RogueHAA

QUESTIONS.  We began with questions that were simple, physical, and topographic.  How do we get down to the River?  Can we redefine the City’s relationship with its River?  Could water be here, between our toes, as well as headed toward our taps?  Can we create joy and utility in the same place?

PROJECT.  The project’s landscape, where the Grand River meets downtown Lansing, has been most valued in the city’s history by reserving it for industrial uses.  The River has been held away by walls, taken in, distributed, harnessed for power, and measured when necessary to keep us dry. 

In a shift of collective thinking mirroring a global trend, Lansing has reevaluated its River-City interface, now reserving it for immediate and intimate public use.  As part of that reassessment of values, the City has charged HAA’s team with the task of creating a new public riverfront along both sides of the Grand River between the Shiawassee Street Bridge and Ottawa Street.  To the west, the project meets the Accident Fund’s new corporate headquarters.  To the east, it interacts with the relocation of Lansing’s City Market.  On both sides, it connects to Lansing’s River Trail.

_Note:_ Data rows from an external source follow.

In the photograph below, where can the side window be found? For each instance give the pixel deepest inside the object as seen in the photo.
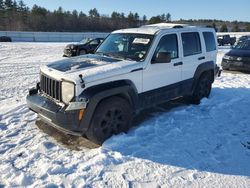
(209, 41)
(191, 43)
(168, 43)
(94, 42)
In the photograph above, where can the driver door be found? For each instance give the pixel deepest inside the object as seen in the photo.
(160, 79)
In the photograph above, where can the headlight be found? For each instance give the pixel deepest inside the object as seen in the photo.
(226, 57)
(68, 91)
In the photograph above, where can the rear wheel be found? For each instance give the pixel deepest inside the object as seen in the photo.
(202, 88)
(82, 52)
(112, 116)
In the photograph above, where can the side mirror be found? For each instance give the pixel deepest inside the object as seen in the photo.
(162, 57)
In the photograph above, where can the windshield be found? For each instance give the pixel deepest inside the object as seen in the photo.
(243, 45)
(86, 40)
(126, 46)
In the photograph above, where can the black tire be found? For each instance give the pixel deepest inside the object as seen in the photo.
(202, 88)
(112, 116)
(225, 68)
(82, 52)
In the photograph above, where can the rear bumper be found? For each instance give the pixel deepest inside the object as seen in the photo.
(55, 115)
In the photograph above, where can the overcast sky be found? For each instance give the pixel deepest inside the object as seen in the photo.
(186, 9)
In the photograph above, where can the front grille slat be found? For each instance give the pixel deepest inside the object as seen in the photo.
(50, 87)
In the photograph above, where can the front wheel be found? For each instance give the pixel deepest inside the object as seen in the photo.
(202, 88)
(112, 116)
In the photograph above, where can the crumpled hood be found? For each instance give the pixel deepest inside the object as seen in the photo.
(92, 67)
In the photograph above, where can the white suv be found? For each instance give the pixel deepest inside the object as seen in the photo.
(97, 95)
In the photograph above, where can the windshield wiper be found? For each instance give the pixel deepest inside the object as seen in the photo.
(114, 55)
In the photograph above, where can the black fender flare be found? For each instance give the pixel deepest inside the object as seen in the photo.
(95, 94)
(208, 66)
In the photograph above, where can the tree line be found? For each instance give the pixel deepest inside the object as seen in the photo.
(16, 16)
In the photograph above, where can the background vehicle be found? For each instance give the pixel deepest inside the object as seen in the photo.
(97, 95)
(238, 58)
(84, 47)
(225, 39)
(242, 38)
(5, 39)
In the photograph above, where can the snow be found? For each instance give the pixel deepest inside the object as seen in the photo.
(172, 145)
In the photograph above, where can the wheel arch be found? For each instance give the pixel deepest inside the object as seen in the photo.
(96, 94)
(204, 68)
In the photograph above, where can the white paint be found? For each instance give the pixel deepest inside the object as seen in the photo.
(188, 146)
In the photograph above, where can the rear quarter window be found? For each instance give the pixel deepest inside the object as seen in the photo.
(209, 41)
(191, 43)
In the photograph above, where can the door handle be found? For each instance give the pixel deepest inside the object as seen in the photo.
(177, 64)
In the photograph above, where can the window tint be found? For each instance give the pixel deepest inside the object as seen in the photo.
(94, 42)
(209, 41)
(191, 43)
(168, 43)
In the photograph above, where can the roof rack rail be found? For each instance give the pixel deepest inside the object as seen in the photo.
(166, 25)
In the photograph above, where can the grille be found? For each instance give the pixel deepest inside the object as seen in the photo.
(50, 87)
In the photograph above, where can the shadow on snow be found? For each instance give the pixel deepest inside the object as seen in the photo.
(213, 136)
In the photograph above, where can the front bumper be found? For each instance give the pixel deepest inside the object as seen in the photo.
(235, 65)
(55, 115)
(217, 71)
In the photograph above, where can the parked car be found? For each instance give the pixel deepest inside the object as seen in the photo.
(97, 95)
(225, 40)
(84, 47)
(242, 38)
(5, 39)
(238, 58)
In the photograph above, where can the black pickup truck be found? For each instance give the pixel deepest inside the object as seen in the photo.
(225, 39)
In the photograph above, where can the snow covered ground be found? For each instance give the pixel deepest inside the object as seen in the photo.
(173, 145)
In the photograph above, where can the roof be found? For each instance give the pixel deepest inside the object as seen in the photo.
(153, 28)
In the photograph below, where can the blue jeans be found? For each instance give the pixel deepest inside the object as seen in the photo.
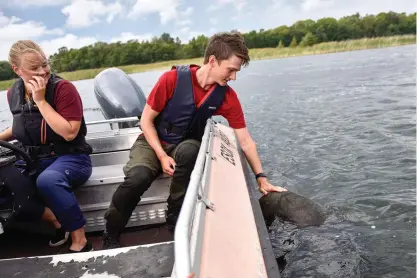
(57, 179)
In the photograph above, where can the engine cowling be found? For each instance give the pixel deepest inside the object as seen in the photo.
(118, 95)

POSITION.  The imperative of creating a new place, unquestionably public, guided every design decision.  Every proposed intervention worked to choreograph new adjacencies:  places of former production (the Board of Water and Light power station), places of commerce and our daily engagements (the new use of the station as the Accident Fund’s corporate headquarters with at least 500 new daily lunch breaks in downtown Lansing), and new public places like the adjoining City Market (to enjoy the fruits of our industry and commerce).

New physical relationships (the answers to our questions) are almost always told in sections—prepositional phrases in our grammar of place design.  We could look over the water and be surrounded by it on all sides.  We could step down to it, even into it.  We could walk along it with our lunchmates.  We could skim right over it by canoe, and we may now find a place to land.  We could bring the River inside the place and modulate its edge with a condition that lies between water and land.

PROCESS.  Beyond answering the topographic questions, we challenged ourselves to think about how to mark—as clearly owned and embraced by the public—this redefined landscape.  The place was once collectively understood as off-limits.  How could we mark it now? 

In Lansing, we mark it by putting our foot down.  One morning this May, hundreds of Lansing citizens also put their feet down onto 6” x 12” stamp pads to make footprint images.  We used the images to design concrete stamps for marking the new riverfront landscape walk.  As members of the public and as designers, we loved this.  It was tactile, memorable, and fun.  As the team responsible for the execution of a simple concept, it made us nervous. 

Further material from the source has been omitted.